Jamie: Yes, totally.
Ben: I think this is the issue here. That’s a really good point. I’ve never seen it like that, so thank you. Really. Really, thank you for elucidating that point. So, Jamie, tell us what scores you got the first time you took the exam.
Jamie: So, the first time on listening I got 8, reading I got 8 I think as well, speaking I got 7, and writing I got 6.5, but I needed a 7. The minimum that I needed was a 7 in writing.
Ben: Okay, okay and then was it pretty much the same story for each of the times afterwards?
Jamie: On all the other sections, I kept improving my scores, but not in writing. So, I actually ended up with some 9s, for example, on reading, on listening and everything, but I kept getting 6.5 on writing and that was the only thing–
Jamie: Yes, that was the only thing that was holding me back from the immigration process.
Ben: So frustrating. So, what scores did you end up with?
Jamie: So, I ended up with 9 on listening which is pretty much the highest.

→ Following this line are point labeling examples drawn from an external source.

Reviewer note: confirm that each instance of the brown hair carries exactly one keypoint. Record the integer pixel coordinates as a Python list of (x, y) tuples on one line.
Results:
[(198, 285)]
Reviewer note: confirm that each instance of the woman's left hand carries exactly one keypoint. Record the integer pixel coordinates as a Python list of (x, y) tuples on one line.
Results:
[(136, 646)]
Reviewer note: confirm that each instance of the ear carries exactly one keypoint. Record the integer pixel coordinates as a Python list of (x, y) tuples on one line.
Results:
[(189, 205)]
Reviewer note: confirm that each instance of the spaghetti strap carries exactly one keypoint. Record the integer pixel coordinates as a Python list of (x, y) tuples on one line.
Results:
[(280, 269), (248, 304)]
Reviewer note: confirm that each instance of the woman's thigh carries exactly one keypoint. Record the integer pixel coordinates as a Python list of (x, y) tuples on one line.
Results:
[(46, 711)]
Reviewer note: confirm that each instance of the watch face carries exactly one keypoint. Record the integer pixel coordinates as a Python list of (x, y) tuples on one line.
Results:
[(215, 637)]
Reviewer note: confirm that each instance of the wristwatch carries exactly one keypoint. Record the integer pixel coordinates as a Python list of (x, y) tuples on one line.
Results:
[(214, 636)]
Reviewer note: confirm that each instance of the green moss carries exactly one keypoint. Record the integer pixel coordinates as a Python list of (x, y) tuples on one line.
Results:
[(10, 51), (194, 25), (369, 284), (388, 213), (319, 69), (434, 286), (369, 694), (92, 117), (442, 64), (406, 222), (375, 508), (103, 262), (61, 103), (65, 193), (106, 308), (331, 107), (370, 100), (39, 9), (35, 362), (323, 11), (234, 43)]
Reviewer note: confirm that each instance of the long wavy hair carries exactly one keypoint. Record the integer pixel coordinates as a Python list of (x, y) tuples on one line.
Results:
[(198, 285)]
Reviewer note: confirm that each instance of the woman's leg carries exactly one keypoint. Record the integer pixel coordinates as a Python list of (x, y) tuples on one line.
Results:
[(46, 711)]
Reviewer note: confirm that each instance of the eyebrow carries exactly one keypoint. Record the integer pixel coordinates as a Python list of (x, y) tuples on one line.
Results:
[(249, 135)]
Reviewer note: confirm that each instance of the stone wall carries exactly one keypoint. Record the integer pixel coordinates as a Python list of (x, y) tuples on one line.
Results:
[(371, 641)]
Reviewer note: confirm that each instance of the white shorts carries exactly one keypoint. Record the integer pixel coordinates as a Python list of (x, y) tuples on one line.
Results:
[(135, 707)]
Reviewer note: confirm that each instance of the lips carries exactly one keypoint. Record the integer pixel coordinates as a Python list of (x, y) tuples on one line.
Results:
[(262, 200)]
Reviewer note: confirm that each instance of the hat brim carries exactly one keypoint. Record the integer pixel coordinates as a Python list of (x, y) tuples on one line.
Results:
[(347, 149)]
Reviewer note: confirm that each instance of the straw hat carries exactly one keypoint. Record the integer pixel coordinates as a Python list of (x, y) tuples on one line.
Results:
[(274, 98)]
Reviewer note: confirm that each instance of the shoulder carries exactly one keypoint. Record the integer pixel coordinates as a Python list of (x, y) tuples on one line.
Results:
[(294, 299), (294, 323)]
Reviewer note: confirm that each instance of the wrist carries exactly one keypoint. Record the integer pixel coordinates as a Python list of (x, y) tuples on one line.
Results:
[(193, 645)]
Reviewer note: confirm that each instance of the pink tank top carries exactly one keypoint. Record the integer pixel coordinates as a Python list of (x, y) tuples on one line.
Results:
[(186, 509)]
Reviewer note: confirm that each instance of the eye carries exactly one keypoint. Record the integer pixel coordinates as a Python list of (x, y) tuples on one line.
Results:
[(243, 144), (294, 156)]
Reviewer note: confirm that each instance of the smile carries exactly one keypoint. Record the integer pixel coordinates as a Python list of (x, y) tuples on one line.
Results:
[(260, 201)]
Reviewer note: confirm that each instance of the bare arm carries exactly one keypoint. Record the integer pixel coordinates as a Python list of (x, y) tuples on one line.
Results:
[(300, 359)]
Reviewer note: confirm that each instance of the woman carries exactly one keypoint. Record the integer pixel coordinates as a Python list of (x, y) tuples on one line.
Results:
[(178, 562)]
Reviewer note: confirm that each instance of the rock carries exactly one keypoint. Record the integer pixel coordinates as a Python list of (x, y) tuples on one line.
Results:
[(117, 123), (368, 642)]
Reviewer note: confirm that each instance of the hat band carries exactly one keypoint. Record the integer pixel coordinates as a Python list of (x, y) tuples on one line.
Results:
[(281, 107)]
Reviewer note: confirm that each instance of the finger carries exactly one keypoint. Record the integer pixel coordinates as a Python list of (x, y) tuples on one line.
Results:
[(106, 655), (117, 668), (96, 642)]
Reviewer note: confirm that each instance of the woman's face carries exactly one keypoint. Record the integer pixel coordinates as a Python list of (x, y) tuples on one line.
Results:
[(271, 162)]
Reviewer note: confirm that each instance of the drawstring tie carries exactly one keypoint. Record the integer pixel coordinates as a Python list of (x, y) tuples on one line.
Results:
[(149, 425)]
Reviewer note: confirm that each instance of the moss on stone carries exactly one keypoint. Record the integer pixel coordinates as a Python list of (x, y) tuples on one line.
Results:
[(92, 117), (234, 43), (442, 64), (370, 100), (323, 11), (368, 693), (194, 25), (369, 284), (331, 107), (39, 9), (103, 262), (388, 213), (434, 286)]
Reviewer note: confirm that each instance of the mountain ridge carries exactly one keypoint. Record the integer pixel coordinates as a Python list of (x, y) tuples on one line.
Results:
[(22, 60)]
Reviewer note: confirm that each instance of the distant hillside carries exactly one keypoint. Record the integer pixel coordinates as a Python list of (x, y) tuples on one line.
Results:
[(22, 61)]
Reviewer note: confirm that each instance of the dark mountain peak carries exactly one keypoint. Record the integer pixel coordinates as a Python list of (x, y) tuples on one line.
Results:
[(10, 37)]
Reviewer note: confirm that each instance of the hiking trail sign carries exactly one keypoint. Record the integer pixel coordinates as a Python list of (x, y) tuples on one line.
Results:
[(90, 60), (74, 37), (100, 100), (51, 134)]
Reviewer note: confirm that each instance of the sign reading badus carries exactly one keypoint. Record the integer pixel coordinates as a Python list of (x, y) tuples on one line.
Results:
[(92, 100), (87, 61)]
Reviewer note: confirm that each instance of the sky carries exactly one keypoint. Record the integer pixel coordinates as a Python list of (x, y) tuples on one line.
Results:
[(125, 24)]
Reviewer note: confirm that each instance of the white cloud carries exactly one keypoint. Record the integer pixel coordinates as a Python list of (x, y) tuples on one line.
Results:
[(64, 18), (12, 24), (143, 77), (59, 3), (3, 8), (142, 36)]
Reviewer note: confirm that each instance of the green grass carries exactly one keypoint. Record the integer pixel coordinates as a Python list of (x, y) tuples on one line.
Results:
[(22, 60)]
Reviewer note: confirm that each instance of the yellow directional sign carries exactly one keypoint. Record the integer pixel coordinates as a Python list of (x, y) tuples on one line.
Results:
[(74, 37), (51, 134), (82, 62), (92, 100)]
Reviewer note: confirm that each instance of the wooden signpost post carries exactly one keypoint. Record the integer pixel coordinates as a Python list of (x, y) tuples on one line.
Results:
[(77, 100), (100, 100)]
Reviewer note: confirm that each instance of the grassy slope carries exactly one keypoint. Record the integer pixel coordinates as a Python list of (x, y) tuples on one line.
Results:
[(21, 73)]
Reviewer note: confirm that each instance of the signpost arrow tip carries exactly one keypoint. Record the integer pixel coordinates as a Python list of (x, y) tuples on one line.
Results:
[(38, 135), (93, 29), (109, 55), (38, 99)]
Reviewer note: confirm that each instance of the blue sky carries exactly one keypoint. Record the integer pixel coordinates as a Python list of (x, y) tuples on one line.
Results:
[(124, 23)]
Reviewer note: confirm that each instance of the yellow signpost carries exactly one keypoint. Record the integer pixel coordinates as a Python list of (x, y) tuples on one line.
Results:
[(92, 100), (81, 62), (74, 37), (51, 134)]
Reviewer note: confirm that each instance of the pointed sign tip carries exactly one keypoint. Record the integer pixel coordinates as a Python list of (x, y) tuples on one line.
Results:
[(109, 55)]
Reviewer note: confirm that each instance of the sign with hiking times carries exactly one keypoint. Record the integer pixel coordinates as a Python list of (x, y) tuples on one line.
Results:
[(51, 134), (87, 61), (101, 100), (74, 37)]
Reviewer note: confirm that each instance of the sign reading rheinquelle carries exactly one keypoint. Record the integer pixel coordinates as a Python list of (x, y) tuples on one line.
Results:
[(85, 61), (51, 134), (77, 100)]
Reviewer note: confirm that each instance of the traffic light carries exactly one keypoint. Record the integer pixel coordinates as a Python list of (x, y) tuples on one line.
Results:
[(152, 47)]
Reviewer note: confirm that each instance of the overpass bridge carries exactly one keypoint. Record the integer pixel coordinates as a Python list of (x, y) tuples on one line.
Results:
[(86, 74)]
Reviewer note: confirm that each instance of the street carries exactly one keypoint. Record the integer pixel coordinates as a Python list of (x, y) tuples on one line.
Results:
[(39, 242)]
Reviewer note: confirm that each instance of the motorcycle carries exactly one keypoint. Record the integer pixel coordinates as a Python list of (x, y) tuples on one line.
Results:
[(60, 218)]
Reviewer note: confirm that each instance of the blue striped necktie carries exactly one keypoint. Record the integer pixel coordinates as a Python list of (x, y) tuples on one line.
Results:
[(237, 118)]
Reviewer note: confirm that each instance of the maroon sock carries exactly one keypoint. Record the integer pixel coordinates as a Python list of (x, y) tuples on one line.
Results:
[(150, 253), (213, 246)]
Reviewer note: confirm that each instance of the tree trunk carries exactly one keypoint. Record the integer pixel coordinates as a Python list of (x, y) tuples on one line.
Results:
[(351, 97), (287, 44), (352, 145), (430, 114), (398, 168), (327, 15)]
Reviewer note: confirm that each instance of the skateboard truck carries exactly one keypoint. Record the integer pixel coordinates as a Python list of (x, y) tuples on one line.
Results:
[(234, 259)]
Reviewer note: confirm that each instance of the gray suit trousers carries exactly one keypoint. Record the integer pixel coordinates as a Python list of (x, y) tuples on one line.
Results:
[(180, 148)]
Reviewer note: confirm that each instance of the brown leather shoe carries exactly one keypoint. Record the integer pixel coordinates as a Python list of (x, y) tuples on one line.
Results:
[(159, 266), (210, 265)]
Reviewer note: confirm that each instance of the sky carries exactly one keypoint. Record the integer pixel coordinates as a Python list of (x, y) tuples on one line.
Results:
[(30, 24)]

I got a perfect score in listening, 8.5 on reading.
Jamie: 7 on speaking and 7 on writing and to be honest– and you didn’t ask for this, but to be honest when I got the scores, I had to go to the IELTS center to get the printed version of the scores. You have no idea. I was just trembling and so nervous because I felt that I did it this time, I achieved the score that I needed, but you never know.
It’s also subjective because somebody else in another part of the world is actually reviewing and examining your writing and speaking tests. So, you never know. Maybe I think I did great, but the examiner didn’t think like that. So, it’s so nerve-wracking the moment that you’re seeing your score.
So, I just opened the folder and the first thing I saw and that was my only concern at that moment was the writing part and I got the 7 that I needed. So– and I’m not joking– I started jumping around and screaming like I did it. I finally did it. It was crazy. So, I called my wife and she started screaming as well and we went crazy that day.
Ben: That is beautiful. That is fantastic, Jamie. Well done, man, well done.
Jamie: Thank you, thank you. Thank you and actually I just wanted to mention a little bit more because it’s not only– and I hope this helps some other people that are in touch with your programs, because it’s not only the courses and it’s not only the essay corrections in my case or whatever. It’s also the mailing list. It’s also the podcast. It’s also all the resources that are available in your website because in my personal experience, I had to deep dive on this IELTS situation and this IELTS experience.
So, it’s not just practicing three or four times. It’s reading the IELTS materials and getting help and listening to the podcasts while you’re in the car or whatever. So, thank you for all the materials that you have because most of them are for free and those are really, really helpful, but actually the one that helped me the most as I said was the essay correction program.
Ben: That’s fantastic. Thank you very much, Jamie. Yes, thank you and just for the listeners, yes, Jamie’s right. Get on that email list. Go to ieltspodcast.com. You’ll see one of those lovely pop-ups, stick your email in there and we’ll send you lots of free material, sample essays, essay structures, tutorials, and also special offers for you to get essay corrections and also more information about the online courses as well.
So, yes, that’s a good point, Jamie, and I really do forget to mention it, but I should mention it every episode, but I do forget sometimes. So, thank you. Thank you for that.
Jamie: Yes, sure.
Ben: I think that’s everything. So, thank you very much, Jamie. You’ve been an absolute star. You’ve been a wonderful guest; very honest, very helpful for the students.
Jamie: I hope everyone who listens to this gets cheered up and get back on track and nail that IELTS course.